Putting People in their Place: Monocular Regression of 3D People in Depth

Given an image with multiple people, our goal is to directly regress the pose and shape of all the people as well as their relative depth. Inferring the depth of a person in an image, however, is fundamentally ambiguous without knowing their height. This is particularly problematic when the scene contains people of very different sizes, e.g. from infants to adults. To solve this, we need several things. First, we develop a novel method to infer the poses and depth of multiple people in a single image. While previous work that estimates multiple people does so by reasoning in the image plane, our method, called BEV, adds an additional imaginary Bird's-Eye-View representation to explicitly reason about depth. BEV reasons simultaneously about body centers in the image and in depth and, by combing these, estimates 3D body position. Unlike prior work, BEV is a single-shot method that is end-to-end differentiable. Second, height varies with age, making it impossible to resolve depth without also estimating the age of people in the image. To do so, we exploit a 3D body model space that lets BEV infer shapes from infants to adults. Third, to train BEV, we need a new dataset. Specifically, we create a "Relative Human" (RH) dataset that includes age labels and relative depth relationships between the people in the images. Extensive experiments on RH and AGORA demonstrate the effectiveness of the model and training scheme. BEV outperforms existing methods on depth reasoning, child shape estimation, and robustness to occlusion.
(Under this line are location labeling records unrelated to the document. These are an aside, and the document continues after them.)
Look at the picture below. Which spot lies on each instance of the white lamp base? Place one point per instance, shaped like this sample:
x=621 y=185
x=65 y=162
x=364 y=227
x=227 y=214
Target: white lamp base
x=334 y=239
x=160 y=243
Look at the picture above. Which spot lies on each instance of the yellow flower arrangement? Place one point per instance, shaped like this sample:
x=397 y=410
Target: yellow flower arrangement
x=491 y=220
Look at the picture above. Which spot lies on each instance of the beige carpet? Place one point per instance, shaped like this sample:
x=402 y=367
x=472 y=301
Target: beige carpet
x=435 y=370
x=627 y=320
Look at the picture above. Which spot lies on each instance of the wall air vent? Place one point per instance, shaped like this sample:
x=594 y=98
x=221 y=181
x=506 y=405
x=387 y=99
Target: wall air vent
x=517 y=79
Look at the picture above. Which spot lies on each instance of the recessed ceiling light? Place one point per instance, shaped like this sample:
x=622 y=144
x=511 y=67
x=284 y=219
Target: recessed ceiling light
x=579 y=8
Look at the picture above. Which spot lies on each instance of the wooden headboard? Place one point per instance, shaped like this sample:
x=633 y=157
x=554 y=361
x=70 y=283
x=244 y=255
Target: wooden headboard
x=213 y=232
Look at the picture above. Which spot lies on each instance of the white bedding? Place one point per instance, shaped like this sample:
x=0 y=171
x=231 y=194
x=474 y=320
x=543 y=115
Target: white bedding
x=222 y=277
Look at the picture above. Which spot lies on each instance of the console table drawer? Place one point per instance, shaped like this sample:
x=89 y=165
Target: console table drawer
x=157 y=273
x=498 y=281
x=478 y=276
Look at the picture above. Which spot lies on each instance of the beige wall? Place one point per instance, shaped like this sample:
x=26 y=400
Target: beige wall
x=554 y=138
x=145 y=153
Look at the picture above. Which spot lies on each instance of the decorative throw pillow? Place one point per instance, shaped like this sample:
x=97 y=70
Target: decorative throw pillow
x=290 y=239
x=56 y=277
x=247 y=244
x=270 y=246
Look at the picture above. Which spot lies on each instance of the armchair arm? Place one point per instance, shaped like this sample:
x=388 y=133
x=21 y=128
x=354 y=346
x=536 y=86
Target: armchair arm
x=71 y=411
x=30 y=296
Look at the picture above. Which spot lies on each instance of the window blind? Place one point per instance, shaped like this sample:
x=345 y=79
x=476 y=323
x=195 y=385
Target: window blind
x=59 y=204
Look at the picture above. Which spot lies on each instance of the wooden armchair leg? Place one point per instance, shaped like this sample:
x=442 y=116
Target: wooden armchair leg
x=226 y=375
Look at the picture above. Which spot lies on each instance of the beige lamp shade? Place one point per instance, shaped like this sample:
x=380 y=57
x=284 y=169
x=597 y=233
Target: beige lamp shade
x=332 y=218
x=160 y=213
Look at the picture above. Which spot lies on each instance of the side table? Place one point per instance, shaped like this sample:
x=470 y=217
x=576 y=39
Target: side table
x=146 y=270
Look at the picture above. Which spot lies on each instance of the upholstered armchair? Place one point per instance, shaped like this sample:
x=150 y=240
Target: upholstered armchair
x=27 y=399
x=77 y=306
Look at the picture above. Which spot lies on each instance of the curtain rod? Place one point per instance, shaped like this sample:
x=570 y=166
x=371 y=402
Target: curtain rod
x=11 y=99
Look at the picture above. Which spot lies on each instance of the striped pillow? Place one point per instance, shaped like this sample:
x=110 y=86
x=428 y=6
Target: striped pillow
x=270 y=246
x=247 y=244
The code and dataset are released for research purposes.

Overview

method overview

BEV adopts a multi-head architecture. Given a single RGB image as input, BEV outputs 5 maps. For coarse-to-fine localization, we use the first 4 maps, which are the Body Center heatmaps and the Localization Offset maps in the front view and bird's-eye view. We first expand the front-/bird's-eye-view maps in depth/height and then combine them to generate the 3D Center/Offset maps. For coarse detection, we extract the rough 3D position of people from the 3D Center map. For fine localization, we sample the offset vectors from the 3D Offset map at the corresponding 3D center position. Adding these gives the 3D translation prediction. For 3D mesh parameter regression, we use the estimated 3D translation (x, y, d) and the Mesh Feature map. The depth value d of 3D translation is mapped to a depth encoding. At (x, y), we sample a feature vector from the Mesh Feature map and add it to the depth encoding for final parameter regression. Finally, we convert the estimated parameters to body meshes using the SMPL+A model.

method overview

Existing in-the-wild datasets lack groups of overlapping people with annotations. Since acquiring 3D annotations of large crowds is challenging, we exploit more cost-effective weak annotations. We collect a new dataset, named Relative Human (RH), to support in-the-wild monocular human depth reasoning. As shown in the figure above, we annotate the relative depth relationship between all people in the image. We treat subjects whose depth difference is less than one body-width as people in the same layer. We then classify all people into different depth layers (DLs). Unlike prior work, which labels the ordinal relationships between pairs of joints of individuals, DLs capture the depth order of multiple people. Additionally, we label people with four age categories: adults, teenagers, children, and babies. In total, we collect about 7.6K images with weak annotations of over 24.8K people. More than 21% of the subjects are young people (5.3K), including teenagers, children, and babies. To learn from these weak annotations, we develop two relative loss functions, piece-wise depth layer loss and ambiguity-compatible age loss. For more details, please refer to our paper.